Der 5238:5124-Sieg des Frankfurter TV über Rot-Weiß Nauheim war nur kurz in der Schlussachse gefährdet. Zuvor hatten Nenad Miklausic (Tagesbester mit 888 Holz), Jerko Liovic (863) und Torben Jammer (883) einen Vorsprung von 89 Kegeln herausgeholt. Die Gäste konterten und kamen nach zwei Bahnen bis auf 38 Zähler heran. Auf der dritten Bahn zog der FTV aber wieder an. Vor den jeweils letzten 50 Kugeln hatten sie schon wieder einen beruhigenden Vorsprung.

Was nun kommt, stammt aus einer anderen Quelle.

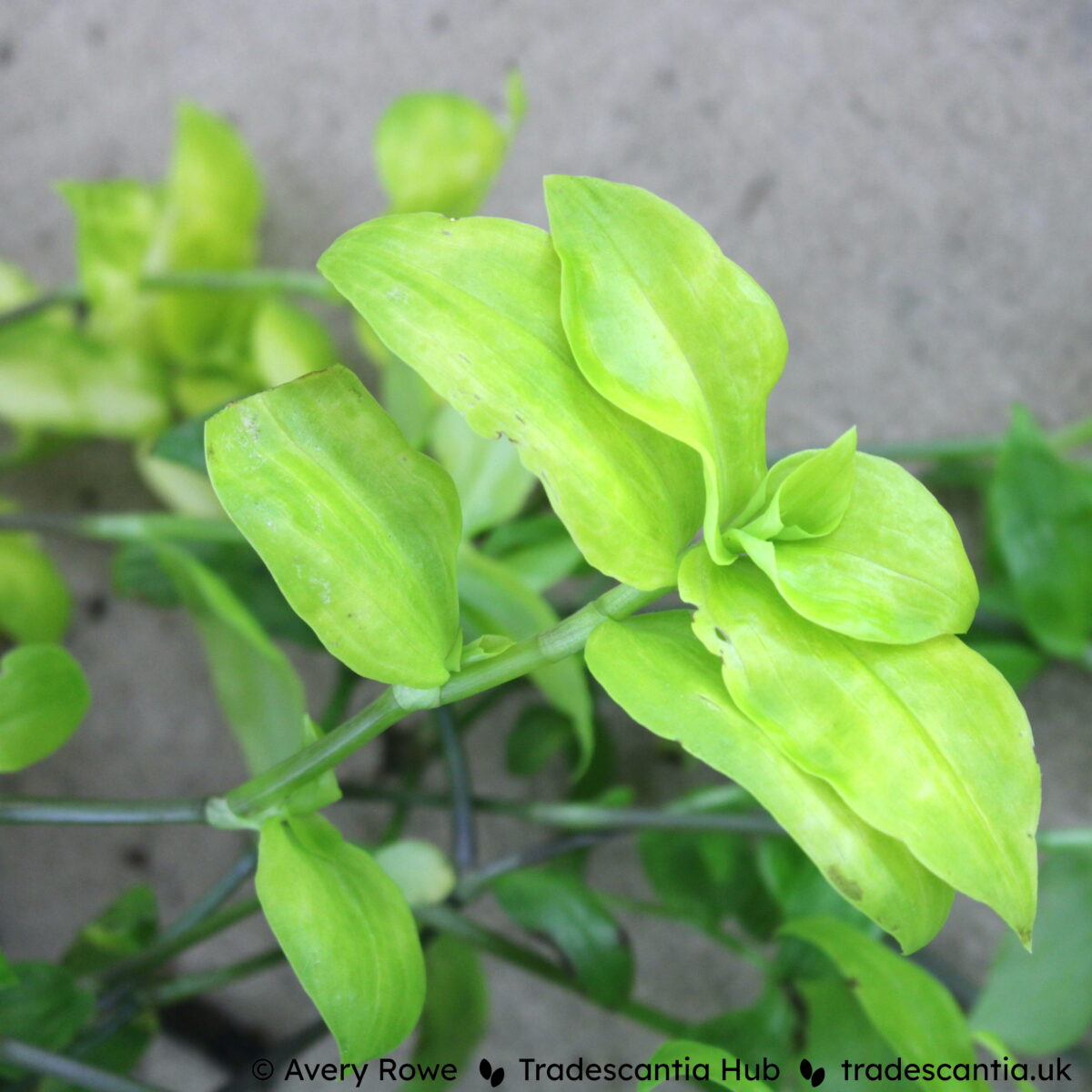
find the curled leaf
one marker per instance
(894, 569)
(667, 329)
(926, 742)
(472, 306)
(359, 530)
(656, 670)
(347, 931)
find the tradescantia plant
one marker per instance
(617, 352)
(804, 638)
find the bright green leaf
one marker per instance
(1040, 1003)
(667, 329)
(491, 481)
(288, 342)
(359, 530)
(1041, 519)
(804, 496)
(661, 675)
(496, 601)
(213, 203)
(927, 742)
(438, 153)
(45, 1008)
(472, 306)
(55, 377)
(561, 907)
(259, 692)
(911, 1009)
(682, 1059)
(402, 392)
(348, 933)
(516, 96)
(124, 928)
(116, 221)
(43, 699)
(894, 571)
(420, 869)
(457, 1009)
(35, 604)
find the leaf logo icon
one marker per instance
(495, 1077)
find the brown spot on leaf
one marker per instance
(850, 888)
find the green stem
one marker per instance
(450, 922)
(201, 982)
(28, 809)
(126, 527)
(268, 789)
(68, 295)
(47, 1064)
(341, 693)
(577, 814)
(213, 899)
(463, 825)
(167, 948)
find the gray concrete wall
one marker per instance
(907, 178)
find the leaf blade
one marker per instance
(669, 329)
(656, 670)
(342, 922)
(359, 530)
(936, 731)
(472, 306)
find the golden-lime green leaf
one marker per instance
(44, 697)
(893, 571)
(925, 742)
(472, 306)
(670, 330)
(213, 203)
(438, 152)
(348, 932)
(359, 530)
(658, 671)
(58, 378)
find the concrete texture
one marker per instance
(906, 178)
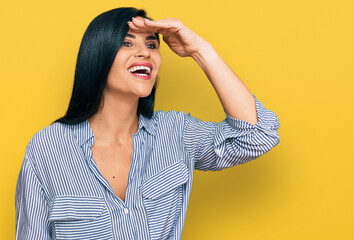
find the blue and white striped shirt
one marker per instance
(61, 193)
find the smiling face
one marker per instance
(135, 66)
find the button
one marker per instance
(218, 152)
(126, 210)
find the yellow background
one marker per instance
(295, 56)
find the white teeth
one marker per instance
(133, 69)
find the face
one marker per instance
(135, 66)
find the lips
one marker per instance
(141, 70)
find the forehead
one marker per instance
(145, 35)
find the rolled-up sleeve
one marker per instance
(31, 206)
(215, 146)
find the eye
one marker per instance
(151, 45)
(126, 44)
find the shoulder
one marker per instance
(170, 121)
(50, 137)
(162, 115)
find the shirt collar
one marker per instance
(84, 132)
(149, 124)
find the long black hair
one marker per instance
(99, 46)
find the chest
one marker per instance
(114, 164)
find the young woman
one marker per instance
(112, 168)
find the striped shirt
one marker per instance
(61, 193)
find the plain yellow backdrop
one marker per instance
(295, 56)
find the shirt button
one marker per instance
(217, 151)
(126, 210)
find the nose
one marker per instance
(142, 51)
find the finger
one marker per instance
(169, 24)
(138, 25)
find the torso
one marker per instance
(114, 164)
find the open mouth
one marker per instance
(141, 70)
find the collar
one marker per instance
(149, 124)
(84, 134)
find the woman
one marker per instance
(111, 168)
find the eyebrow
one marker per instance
(151, 37)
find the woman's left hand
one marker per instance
(181, 40)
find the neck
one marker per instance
(116, 120)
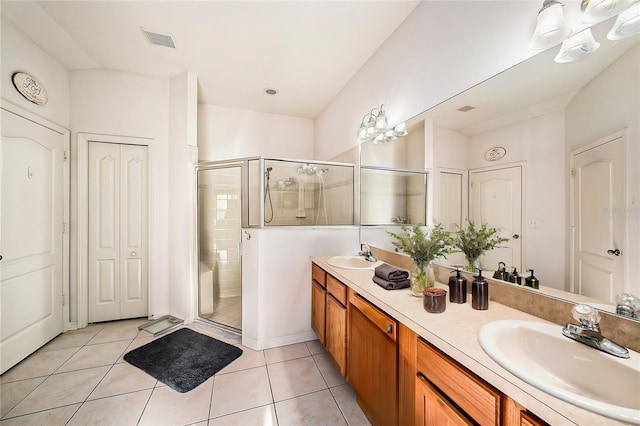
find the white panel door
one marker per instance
(599, 221)
(31, 244)
(118, 231)
(496, 199)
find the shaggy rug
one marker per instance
(183, 359)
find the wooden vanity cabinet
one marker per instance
(373, 360)
(449, 391)
(336, 323)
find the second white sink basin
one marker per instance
(540, 355)
(352, 262)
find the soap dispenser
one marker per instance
(532, 281)
(480, 293)
(514, 277)
(501, 273)
(457, 288)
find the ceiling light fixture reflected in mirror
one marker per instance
(374, 128)
(551, 28)
(577, 47)
(628, 23)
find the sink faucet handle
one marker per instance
(586, 315)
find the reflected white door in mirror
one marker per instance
(495, 198)
(598, 219)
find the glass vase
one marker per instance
(422, 277)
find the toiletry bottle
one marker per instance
(457, 288)
(532, 281)
(514, 277)
(501, 273)
(480, 293)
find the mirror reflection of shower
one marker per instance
(267, 194)
(312, 169)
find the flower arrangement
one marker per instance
(475, 241)
(423, 247)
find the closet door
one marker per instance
(118, 217)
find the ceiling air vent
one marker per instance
(160, 39)
(466, 108)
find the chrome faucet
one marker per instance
(366, 252)
(588, 332)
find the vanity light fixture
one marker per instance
(374, 128)
(577, 47)
(551, 28)
(594, 11)
(627, 24)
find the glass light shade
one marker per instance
(400, 129)
(379, 139)
(627, 24)
(576, 47)
(551, 28)
(598, 10)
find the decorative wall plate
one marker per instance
(495, 153)
(30, 88)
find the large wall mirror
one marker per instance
(568, 136)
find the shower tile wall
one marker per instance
(220, 228)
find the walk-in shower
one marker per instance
(237, 195)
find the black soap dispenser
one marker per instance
(457, 288)
(501, 273)
(480, 293)
(532, 281)
(514, 277)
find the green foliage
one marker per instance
(423, 247)
(474, 241)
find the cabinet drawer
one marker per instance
(376, 316)
(318, 274)
(478, 399)
(338, 290)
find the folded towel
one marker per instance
(391, 273)
(391, 285)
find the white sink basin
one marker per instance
(540, 355)
(352, 262)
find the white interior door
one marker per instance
(495, 198)
(31, 243)
(118, 231)
(599, 220)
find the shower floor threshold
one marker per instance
(161, 325)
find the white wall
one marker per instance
(126, 104)
(609, 103)
(21, 54)
(227, 133)
(436, 53)
(539, 143)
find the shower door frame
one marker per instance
(218, 165)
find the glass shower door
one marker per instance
(219, 232)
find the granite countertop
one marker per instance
(455, 332)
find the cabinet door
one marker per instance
(433, 409)
(336, 333)
(373, 361)
(318, 310)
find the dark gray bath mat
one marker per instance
(183, 359)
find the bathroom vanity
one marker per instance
(408, 366)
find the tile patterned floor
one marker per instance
(80, 378)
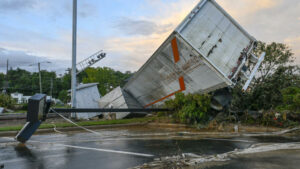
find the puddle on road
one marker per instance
(46, 151)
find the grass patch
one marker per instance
(82, 123)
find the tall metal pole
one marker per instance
(7, 67)
(73, 82)
(40, 77)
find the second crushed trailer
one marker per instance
(208, 51)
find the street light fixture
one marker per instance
(40, 76)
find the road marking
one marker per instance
(109, 151)
(97, 149)
(221, 139)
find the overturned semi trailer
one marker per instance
(208, 51)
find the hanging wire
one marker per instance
(70, 121)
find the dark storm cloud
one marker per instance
(24, 60)
(140, 27)
(7, 5)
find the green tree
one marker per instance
(63, 96)
(276, 73)
(190, 108)
(107, 78)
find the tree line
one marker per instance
(23, 81)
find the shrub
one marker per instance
(6, 101)
(290, 99)
(190, 108)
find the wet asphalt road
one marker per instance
(134, 147)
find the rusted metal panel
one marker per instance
(206, 50)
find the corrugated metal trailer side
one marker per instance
(204, 53)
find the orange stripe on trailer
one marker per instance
(175, 50)
(182, 88)
(181, 83)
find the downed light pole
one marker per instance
(39, 107)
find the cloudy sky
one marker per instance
(129, 31)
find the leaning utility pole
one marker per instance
(73, 81)
(6, 67)
(51, 88)
(40, 77)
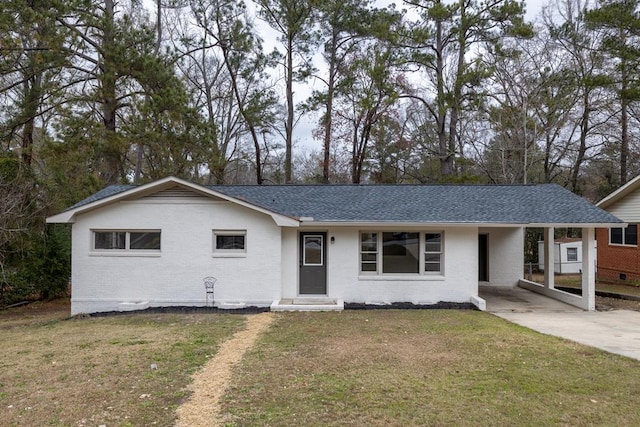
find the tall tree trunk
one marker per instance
(443, 143)
(582, 150)
(328, 117)
(32, 88)
(111, 151)
(289, 123)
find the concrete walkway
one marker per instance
(615, 331)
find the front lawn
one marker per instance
(430, 367)
(382, 367)
(98, 371)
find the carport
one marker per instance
(615, 331)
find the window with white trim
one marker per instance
(123, 240)
(230, 241)
(401, 252)
(624, 236)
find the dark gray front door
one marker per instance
(313, 263)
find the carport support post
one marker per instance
(549, 270)
(588, 269)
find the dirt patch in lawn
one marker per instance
(128, 370)
(210, 383)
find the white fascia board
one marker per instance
(69, 216)
(386, 224)
(619, 193)
(580, 225)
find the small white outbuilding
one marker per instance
(567, 255)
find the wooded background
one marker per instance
(99, 92)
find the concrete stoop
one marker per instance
(308, 304)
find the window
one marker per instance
(399, 252)
(369, 252)
(118, 240)
(624, 236)
(229, 241)
(432, 252)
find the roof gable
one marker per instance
(170, 187)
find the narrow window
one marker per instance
(369, 252)
(624, 236)
(230, 241)
(631, 235)
(615, 236)
(109, 240)
(433, 253)
(144, 240)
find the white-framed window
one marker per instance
(401, 252)
(126, 240)
(624, 236)
(230, 242)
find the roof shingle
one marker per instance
(484, 204)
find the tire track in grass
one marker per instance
(210, 383)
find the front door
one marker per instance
(313, 264)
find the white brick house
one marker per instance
(296, 247)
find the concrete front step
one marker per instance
(308, 304)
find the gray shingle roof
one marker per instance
(527, 204)
(486, 204)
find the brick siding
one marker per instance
(614, 260)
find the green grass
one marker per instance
(432, 367)
(97, 371)
(384, 367)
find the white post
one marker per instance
(549, 267)
(588, 269)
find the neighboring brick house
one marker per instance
(618, 254)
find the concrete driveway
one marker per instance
(615, 331)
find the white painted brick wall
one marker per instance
(506, 255)
(101, 283)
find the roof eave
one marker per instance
(456, 224)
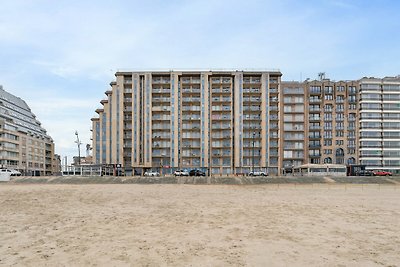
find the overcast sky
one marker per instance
(60, 56)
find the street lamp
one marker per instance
(78, 142)
(252, 161)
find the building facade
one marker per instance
(319, 122)
(380, 123)
(224, 122)
(232, 122)
(24, 143)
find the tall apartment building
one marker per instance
(24, 143)
(380, 123)
(319, 122)
(293, 125)
(224, 122)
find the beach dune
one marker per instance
(199, 225)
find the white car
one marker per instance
(181, 173)
(11, 172)
(258, 173)
(151, 173)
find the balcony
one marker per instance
(221, 90)
(191, 90)
(161, 91)
(161, 81)
(251, 90)
(161, 99)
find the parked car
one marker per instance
(151, 173)
(181, 173)
(197, 173)
(364, 173)
(382, 173)
(11, 172)
(257, 173)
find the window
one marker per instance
(328, 134)
(328, 108)
(340, 88)
(328, 90)
(339, 133)
(328, 142)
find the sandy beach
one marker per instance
(199, 225)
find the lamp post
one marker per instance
(252, 161)
(78, 142)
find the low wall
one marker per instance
(229, 180)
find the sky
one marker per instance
(60, 56)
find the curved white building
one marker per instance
(24, 143)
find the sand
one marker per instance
(199, 225)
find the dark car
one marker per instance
(364, 173)
(382, 173)
(197, 173)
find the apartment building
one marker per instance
(24, 143)
(332, 121)
(224, 122)
(319, 122)
(380, 123)
(293, 125)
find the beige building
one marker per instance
(24, 143)
(380, 123)
(320, 122)
(223, 122)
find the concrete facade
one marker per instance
(380, 123)
(217, 121)
(24, 143)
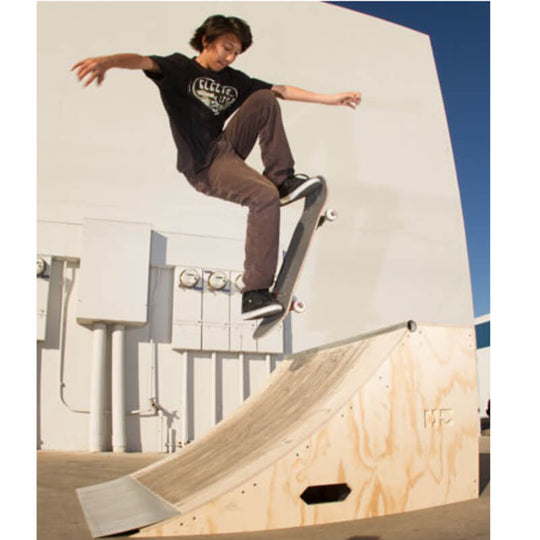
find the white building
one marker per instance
(130, 360)
(482, 327)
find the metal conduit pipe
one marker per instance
(118, 388)
(98, 380)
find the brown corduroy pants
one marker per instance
(228, 177)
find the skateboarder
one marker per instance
(199, 95)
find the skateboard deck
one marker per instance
(295, 257)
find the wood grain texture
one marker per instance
(392, 415)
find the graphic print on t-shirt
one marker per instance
(214, 95)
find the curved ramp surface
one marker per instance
(378, 424)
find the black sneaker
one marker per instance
(259, 303)
(297, 186)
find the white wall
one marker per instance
(396, 252)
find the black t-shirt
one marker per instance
(198, 102)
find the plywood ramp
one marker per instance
(379, 424)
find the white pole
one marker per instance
(185, 390)
(98, 385)
(118, 388)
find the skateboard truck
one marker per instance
(298, 306)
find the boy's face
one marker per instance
(220, 53)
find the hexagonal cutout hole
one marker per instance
(326, 493)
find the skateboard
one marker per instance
(312, 218)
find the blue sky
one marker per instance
(460, 37)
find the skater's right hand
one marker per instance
(92, 69)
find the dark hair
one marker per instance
(218, 25)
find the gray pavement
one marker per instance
(59, 516)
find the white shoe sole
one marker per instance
(265, 311)
(291, 197)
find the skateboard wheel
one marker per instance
(330, 215)
(298, 306)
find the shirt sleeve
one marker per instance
(257, 84)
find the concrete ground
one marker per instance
(59, 516)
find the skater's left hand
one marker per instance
(350, 99)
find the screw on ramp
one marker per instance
(374, 425)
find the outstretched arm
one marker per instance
(95, 68)
(283, 91)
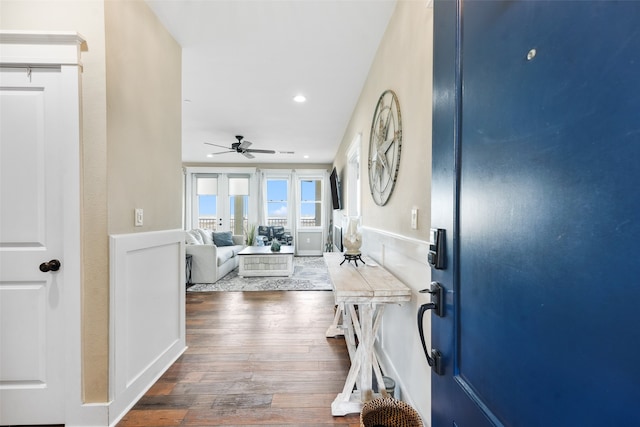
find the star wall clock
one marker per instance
(385, 144)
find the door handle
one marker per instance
(53, 265)
(434, 358)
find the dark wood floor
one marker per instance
(254, 359)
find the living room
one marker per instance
(118, 136)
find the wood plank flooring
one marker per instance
(254, 359)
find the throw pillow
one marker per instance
(207, 239)
(193, 238)
(222, 238)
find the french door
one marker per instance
(220, 201)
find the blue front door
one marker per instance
(536, 181)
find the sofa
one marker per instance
(266, 233)
(213, 253)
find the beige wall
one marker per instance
(403, 63)
(143, 118)
(130, 117)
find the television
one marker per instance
(335, 190)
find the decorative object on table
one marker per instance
(352, 239)
(385, 143)
(250, 232)
(267, 233)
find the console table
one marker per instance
(361, 294)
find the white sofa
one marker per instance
(211, 262)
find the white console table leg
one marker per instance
(365, 325)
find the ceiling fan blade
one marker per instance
(216, 145)
(251, 150)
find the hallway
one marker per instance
(254, 359)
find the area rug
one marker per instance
(309, 274)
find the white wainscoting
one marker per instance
(398, 343)
(147, 312)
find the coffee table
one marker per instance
(262, 261)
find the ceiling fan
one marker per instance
(242, 147)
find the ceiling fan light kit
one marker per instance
(242, 147)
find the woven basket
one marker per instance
(388, 412)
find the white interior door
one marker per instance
(32, 131)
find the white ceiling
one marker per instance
(243, 62)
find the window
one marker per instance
(238, 204)
(277, 201)
(206, 201)
(310, 203)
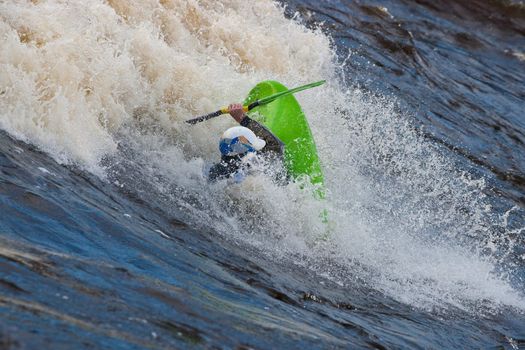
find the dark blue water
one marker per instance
(119, 261)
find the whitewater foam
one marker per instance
(102, 83)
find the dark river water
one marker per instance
(111, 237)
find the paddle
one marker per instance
(252, 105)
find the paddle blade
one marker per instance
(273, 97)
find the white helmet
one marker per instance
(239, 140)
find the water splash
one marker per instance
(107, 86)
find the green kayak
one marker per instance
(286, 120)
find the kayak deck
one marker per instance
(286, 120)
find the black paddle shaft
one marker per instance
(216, 114)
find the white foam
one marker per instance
(79, 78)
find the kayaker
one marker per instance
(244, 145)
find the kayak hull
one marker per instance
(286, 120)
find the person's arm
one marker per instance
(273, 144)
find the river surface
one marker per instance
(111, 236)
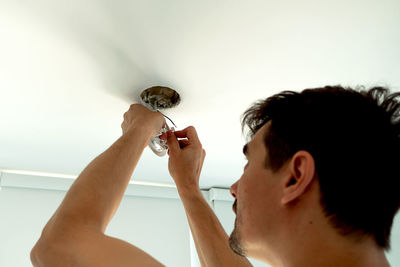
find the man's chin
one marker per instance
(235, 242)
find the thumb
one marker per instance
(172, 142)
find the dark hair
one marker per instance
(354, 138)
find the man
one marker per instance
(319, 189)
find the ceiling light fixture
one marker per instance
(156, 98)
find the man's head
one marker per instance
(341, 144)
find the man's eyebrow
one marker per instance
(246, 149)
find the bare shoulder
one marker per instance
(96, 249)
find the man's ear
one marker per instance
(302, 169)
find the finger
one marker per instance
(183, 143)
(172, 143)
(204, 155)
(189, 133)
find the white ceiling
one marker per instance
(70, 69)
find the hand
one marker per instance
(186, 158)
(140, 116)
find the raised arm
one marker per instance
(74, 235)
(186, 159)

Als Mirko Coskovic (855), Ivo Pejic (870) und Simon Thoma (879) ihr Spiel beendeten, standen auf der Anzeigetafel 114 Punkte mehr als beim Gegner. „Das Ergebnis war vielleicht etwas zu niedrig, aber an diesem Tag überzeugte die geschlossene Mannschaftsleistung und der Siegeswille“, erklärte FTV-Pressesprecher Gerhard Jammer.

Angespannt ist die Lage beim KSC Bockenheim . Nach der 5448:5587-Niederlage in Monsheim stehen die Frankfurter mit 2:8 Punkten auf dem vorletzten Rang. „Letzte Saison ist bei uns alles optimal gelaufen, jetzt ist der Wurm drin. Das Kegeln haben wir nicht verlernt, es liegt am Kopf“, hat Club-Chef Hartmut Rauch ein mentales Problem ausgemacht. Er selbst ist durch eine seit drei Wochen andauernde Erkältung gehandicapt und baute kräftemäßig nach 483 Kegeln mit 100 Würfen dann ab. Auf den letzten zwei Bahnen kamen nur noch 416 hinzu. Mit den 899 war er aber immer noch Drittbester in seinem Team. Thomas Schreiber fällte einen Kegel mehr, Routinier Hans-Jürgen Walther kam auf 887, Michael Zahn auf 894 und René Schrader auf 883. Lediglich Torsten Depta spielte wie immer stark: Mit 980 (645/340) war er mit Abstand Tagesbester. „Wir wissen selbst, dass dies mit Ausnahme von Torsten keine bundesligatauglichen Resultate sind. Auf diesen Bahnen müssen wir 5600 bis 5700 spielen, was zum Sieg gereicht hätte“, so Rauch weiter.